Al Burnett was born in Denver, Pennsylvania, and he attended Drexel University with a full athletic and academic scholarship.

His success as an entrepreneur began at a very early age.  When he was five years old, he sold his mother’s vegetable soup from a red wagon.  While in college, he sold Fuller Brushes door-to-door in downtown Philadelphia and managed a campus-wide candy business with his fraternity brothers. In the 1950s he established Twin Kiss, a family restaurant franchise that quickly expanded to 234 locations in 11 states.
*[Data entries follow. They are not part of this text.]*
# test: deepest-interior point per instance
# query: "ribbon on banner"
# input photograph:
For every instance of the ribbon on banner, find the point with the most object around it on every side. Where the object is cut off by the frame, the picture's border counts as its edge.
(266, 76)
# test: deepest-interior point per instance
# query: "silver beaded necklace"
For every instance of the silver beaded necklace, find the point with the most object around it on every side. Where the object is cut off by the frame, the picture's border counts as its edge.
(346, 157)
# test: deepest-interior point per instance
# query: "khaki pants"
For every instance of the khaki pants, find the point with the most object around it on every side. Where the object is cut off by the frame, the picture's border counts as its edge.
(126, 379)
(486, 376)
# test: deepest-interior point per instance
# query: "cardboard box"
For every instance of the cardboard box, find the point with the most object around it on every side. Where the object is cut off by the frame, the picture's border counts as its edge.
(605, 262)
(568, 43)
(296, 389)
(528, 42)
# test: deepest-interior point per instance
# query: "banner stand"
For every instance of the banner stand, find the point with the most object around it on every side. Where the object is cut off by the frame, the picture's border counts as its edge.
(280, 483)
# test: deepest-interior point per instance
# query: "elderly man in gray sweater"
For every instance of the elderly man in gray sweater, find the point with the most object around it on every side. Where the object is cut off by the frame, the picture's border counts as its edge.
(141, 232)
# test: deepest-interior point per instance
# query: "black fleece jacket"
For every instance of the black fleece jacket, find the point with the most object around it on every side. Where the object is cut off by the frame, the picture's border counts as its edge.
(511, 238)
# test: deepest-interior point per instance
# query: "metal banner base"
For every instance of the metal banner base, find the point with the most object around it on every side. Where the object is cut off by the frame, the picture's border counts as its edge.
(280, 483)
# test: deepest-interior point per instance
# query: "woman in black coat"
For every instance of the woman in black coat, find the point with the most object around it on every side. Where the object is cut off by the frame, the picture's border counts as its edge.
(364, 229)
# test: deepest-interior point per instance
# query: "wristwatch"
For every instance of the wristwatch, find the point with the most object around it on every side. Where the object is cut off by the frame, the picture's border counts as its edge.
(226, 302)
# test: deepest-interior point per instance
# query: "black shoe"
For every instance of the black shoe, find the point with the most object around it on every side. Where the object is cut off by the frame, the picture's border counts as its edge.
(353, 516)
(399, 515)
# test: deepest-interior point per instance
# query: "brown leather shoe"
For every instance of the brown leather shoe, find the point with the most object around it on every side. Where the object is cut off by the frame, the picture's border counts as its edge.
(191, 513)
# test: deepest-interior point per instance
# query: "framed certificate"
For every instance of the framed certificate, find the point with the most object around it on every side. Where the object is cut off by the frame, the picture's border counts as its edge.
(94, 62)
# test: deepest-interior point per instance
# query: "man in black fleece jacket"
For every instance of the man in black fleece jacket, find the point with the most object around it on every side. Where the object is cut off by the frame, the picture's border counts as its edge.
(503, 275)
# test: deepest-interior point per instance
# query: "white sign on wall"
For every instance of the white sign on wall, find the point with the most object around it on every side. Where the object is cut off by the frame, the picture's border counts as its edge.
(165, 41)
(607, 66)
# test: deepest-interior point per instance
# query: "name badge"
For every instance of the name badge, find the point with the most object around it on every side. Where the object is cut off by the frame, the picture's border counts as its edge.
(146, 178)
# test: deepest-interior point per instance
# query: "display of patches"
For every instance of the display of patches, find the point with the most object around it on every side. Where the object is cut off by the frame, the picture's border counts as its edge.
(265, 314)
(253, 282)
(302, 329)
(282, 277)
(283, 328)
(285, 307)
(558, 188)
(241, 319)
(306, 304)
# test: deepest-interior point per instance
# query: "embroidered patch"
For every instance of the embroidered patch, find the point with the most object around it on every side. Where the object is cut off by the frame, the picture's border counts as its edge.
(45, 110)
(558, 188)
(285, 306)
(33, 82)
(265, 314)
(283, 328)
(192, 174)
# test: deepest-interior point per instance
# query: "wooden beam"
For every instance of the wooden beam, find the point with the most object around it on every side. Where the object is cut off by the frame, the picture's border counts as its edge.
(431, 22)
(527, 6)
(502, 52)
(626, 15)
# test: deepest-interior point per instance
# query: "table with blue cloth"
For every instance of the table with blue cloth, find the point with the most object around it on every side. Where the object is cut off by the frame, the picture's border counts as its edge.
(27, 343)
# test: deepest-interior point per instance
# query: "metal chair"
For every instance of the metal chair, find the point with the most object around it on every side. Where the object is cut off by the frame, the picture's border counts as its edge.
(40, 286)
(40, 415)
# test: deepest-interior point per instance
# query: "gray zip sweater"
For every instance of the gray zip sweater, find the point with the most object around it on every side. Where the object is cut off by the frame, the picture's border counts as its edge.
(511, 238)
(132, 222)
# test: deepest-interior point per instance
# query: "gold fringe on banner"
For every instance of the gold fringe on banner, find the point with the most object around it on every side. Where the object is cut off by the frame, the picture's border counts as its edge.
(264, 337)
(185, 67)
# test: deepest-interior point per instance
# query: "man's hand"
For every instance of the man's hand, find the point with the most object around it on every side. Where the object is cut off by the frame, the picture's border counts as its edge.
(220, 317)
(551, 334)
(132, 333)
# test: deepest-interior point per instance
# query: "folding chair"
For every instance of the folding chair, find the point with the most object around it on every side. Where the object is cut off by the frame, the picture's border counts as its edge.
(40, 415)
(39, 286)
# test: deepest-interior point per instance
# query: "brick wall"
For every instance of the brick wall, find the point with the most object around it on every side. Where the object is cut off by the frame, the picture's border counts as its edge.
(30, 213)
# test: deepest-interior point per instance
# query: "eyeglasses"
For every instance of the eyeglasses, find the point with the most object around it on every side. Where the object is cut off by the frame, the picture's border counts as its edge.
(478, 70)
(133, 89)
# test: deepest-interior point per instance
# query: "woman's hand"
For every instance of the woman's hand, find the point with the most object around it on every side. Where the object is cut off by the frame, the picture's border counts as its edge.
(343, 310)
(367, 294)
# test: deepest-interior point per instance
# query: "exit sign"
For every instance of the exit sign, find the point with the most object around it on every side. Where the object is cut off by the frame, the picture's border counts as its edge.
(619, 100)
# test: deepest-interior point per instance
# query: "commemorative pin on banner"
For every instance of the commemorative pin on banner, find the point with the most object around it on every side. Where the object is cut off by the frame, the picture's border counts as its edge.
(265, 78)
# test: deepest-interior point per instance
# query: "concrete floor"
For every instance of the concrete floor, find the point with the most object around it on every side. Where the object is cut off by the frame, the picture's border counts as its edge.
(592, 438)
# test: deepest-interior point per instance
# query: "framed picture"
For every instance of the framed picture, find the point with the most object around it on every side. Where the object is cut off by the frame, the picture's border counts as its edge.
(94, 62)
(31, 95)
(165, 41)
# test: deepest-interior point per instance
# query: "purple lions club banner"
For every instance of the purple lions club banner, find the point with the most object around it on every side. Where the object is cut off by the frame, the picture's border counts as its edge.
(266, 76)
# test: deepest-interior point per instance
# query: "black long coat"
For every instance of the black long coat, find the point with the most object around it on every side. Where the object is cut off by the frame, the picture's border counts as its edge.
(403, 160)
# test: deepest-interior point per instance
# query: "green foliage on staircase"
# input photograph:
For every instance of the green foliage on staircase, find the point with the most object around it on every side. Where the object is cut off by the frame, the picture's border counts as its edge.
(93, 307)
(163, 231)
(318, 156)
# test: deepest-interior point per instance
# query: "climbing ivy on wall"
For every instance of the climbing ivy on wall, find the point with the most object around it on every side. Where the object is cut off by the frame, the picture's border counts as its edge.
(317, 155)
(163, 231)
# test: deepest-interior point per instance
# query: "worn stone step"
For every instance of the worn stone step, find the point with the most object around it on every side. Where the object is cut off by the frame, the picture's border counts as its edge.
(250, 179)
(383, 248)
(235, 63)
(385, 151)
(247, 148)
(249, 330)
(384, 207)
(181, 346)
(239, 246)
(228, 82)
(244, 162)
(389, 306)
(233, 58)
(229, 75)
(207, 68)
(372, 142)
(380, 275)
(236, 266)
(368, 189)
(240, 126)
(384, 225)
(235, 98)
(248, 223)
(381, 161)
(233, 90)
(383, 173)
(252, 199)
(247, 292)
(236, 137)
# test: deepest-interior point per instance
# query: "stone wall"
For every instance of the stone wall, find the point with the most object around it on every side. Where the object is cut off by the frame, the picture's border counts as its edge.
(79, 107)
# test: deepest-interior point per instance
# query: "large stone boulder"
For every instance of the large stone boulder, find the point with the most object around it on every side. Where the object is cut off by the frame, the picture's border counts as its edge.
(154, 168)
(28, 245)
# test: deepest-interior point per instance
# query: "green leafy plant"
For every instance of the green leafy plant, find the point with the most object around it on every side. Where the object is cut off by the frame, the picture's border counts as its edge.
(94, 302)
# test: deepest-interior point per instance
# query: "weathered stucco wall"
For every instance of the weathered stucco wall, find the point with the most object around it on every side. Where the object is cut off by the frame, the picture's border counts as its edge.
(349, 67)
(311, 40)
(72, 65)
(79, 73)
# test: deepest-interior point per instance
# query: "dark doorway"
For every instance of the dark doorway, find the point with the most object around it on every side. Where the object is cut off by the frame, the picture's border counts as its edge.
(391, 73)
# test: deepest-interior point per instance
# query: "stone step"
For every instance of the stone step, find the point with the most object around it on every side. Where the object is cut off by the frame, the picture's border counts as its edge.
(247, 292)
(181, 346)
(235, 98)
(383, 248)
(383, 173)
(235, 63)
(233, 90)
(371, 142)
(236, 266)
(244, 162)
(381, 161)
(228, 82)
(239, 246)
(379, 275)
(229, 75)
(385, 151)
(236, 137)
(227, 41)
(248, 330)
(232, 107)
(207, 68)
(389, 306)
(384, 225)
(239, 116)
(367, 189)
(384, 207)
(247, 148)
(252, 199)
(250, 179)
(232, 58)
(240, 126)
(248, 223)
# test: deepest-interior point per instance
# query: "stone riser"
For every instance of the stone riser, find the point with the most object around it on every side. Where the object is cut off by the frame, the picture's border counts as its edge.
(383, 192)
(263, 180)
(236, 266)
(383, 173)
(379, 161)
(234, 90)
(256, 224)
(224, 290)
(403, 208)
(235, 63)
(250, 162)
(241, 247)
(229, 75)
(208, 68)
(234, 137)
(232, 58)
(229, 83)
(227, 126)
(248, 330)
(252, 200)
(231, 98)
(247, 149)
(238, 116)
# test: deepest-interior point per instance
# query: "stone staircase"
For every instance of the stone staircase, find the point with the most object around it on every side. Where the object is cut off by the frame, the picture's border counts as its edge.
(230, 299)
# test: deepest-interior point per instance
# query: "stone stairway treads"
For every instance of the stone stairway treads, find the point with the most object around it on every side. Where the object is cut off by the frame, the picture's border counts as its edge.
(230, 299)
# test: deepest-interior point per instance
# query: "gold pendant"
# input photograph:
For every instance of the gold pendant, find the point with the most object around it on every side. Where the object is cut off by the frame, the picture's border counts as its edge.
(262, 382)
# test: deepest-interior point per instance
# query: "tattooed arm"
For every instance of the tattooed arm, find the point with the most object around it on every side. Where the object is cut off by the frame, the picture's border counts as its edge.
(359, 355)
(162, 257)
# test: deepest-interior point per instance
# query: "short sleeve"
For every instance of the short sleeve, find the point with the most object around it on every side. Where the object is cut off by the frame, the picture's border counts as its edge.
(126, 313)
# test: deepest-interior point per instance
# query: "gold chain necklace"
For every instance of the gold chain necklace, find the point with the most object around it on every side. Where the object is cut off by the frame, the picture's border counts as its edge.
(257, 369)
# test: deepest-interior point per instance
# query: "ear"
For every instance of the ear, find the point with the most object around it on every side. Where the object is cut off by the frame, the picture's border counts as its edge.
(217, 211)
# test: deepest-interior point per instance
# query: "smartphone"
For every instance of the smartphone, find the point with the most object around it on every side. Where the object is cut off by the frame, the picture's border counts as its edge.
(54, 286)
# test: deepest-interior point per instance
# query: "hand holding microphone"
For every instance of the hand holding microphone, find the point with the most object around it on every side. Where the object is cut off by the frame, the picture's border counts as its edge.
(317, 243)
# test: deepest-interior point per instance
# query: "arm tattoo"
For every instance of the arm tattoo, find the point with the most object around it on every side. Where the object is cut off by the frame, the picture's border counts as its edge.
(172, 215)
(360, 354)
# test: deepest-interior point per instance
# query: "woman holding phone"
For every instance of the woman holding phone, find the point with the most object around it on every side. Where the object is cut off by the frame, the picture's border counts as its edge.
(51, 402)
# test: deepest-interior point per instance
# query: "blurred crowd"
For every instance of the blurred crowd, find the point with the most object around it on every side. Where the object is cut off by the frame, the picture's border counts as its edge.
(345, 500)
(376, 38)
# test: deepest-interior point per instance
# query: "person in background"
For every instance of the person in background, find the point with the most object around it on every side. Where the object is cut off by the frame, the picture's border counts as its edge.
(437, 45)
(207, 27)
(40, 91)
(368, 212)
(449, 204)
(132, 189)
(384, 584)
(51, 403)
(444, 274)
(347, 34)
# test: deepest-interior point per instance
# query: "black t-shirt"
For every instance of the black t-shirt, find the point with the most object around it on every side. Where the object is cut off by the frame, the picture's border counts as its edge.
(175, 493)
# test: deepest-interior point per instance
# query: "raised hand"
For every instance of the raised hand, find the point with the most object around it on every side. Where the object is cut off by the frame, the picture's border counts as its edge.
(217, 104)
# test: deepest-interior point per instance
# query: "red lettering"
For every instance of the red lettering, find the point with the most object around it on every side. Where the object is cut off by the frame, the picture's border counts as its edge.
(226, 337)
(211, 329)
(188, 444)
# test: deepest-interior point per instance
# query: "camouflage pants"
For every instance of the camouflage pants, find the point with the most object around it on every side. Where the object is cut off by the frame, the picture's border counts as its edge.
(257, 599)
Nancy and Al Burnett moved to Winter Park in 1966 with their family after acquisition of Contemporary Cars.  During the next two decades, he expanded the dealership to include the Porsche and Audi brands.  The dealership had more employees with 10 and 20 years of service than any other dealership in the United States.  This was the first of 16 automobile dealerships he purchased in Florida, Oklahoma and Tennessee.

A memorial services will be held at 2 p.m. Wednesday, Sept. 12, at First United Methodist Church Winter Park, 125 N. Interlachen Ave.  In lieu of flowers, the family asks that memorials be made to Pen Bay Healthcare Foundation, 22 White Street, Rockland, Maine 04851.